Your Behaviour Prevention Plan will help you design environments that:
• Lower anxiety and reduce triggers
• Provide clear routines with opportunities for choice
• Offer sensory accommodations and communication supports
• Create low-demand pathways for engagement
• Encourage self-awareness and flexible problem-solving

Your Behaviour Response/Management Plan will guide you through responding to distressed behaviour with calm, clarity, and confidence, ensuring the young person feels understood and supported but never judged. You will learn how to match your response to their emotional state, use language that reduces demand, and prioritise regulation before expectation.

Throughout this section of the course, you will have access to practical resources, real-world examples, downloadable templates, and further information to help you apply these tools in your own setting. The structured guidance empowers learners to develop consistent, compassionate, and effective plans giving parents, teachers, and social workers the confidence to support children with PDA across a variety of environments.

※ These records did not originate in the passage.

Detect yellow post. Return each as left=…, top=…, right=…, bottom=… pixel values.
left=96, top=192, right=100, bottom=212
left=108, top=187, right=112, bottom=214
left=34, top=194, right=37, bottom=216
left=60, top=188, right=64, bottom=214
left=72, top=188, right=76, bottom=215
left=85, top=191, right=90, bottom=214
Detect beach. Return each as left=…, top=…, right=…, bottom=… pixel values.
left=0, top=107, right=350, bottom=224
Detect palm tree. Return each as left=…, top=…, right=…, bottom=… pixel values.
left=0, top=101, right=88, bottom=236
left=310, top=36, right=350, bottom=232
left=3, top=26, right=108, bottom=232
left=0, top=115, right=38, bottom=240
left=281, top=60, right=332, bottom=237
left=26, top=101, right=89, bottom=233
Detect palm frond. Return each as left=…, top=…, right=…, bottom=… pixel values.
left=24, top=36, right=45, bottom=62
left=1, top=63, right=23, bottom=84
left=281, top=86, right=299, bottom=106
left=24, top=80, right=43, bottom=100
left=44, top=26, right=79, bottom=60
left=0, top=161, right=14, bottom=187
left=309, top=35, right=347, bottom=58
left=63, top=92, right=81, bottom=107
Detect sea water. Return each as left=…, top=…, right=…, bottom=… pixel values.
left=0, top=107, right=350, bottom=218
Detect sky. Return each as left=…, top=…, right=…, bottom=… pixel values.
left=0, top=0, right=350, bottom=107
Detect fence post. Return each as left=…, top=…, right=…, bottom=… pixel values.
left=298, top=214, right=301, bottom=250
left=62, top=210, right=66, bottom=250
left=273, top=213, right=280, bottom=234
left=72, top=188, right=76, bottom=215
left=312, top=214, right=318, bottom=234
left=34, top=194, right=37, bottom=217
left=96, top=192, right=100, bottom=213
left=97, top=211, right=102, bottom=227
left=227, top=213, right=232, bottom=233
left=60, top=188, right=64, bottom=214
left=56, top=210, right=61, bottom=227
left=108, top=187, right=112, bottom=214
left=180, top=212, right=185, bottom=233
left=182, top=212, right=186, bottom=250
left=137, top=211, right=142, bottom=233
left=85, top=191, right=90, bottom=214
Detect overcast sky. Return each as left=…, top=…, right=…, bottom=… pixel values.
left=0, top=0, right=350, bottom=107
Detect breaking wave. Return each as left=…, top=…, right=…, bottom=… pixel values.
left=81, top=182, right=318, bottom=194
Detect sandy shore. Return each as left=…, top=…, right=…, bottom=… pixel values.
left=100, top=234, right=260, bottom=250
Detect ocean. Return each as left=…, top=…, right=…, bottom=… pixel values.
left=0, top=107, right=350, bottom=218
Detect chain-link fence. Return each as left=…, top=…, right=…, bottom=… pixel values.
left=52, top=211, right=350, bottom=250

Ultimately you will develop a much deeper understanding pathological demand avoidance at your own pace.

By completing this module, you will gain:
• A deeper understanding of the Pathological Demand Avoidance profile and how it shapes behaviour
• Clear, actionable knowledge for carrying out an FBA
• Parent information and professional resources to assist with implementation
• A personalised set of plans that align with low-demand, autonomy-supportive practice in your own time
• Practical skills to strengthen relationships, reduce pressure, and promote wellbeing

With the right understanding, guidance, and resources, learners can confidently translate their skills into meaningful change—helping children with PDA feel safer, more regulated, and more empowered in daily life.

A Brief History of PDA and Its Place Within the Autism Profile

Pathological Demand Avoidance (PDA) was first described in the 1980s by UK researcher Elizabeth Newson, who observed a group of children whose presentations differed from other recognised types of autism. These children showed extreme, anxiety-driven avoidance of everyday demands, a strong need for autonomy, and highly flexible or socially strategic ways of resisting perceived pressure. Newson proposed the term Pathological Demand Avoidance to capture this distinctive pattern, and her early work laid the foundation for further research, discussion, and professional training.

Over time, the understanding of PDA has evolved. Rather than being viewed as a separate diagnosis, it is now widely understood as a profile within the autism spectrum, meaning it describes how autism can present for some individuals rather than constituting a stand-alone condition. PDA is therefore conceptualised as one of the different types of autistic presentation characterised primarily by heightened anxiety, demand avoidance, and an intense need to feel in control of one’s environment.

Although PDA is not listed as a formal diagnostic category in international manuals, it is increasingly recognised within educational and clinical practice because it helps to guide more appropriate support strategies. Professionals across education, social care, and health settings often find that understanding PDA leads to more effective responses rooted in emotional safety, flexibility, and collaboration.

Growing demand for clarity, resources, and professional capability has led to the development of structured PDA training, including courses such as the Pathological Demand Avoidance Diploma and programmes approved under the Quality Licence Scheme. These courses provide practitioners, parents, and allied professionals with the knowledge required to understand PDA within the broader autism profile and to apply evidence-informed approaches to support children and young people more effectively.

Today, PDA continues to sit within the wider conversation about autism, neurodiversity, co-regulation, and supporting nervous-system safety. As research develops, so too does our understanding of how best to support individuals with a PDA profile, ensuring that training remains compassionate, practical, and responsive to their unique strengths and needs.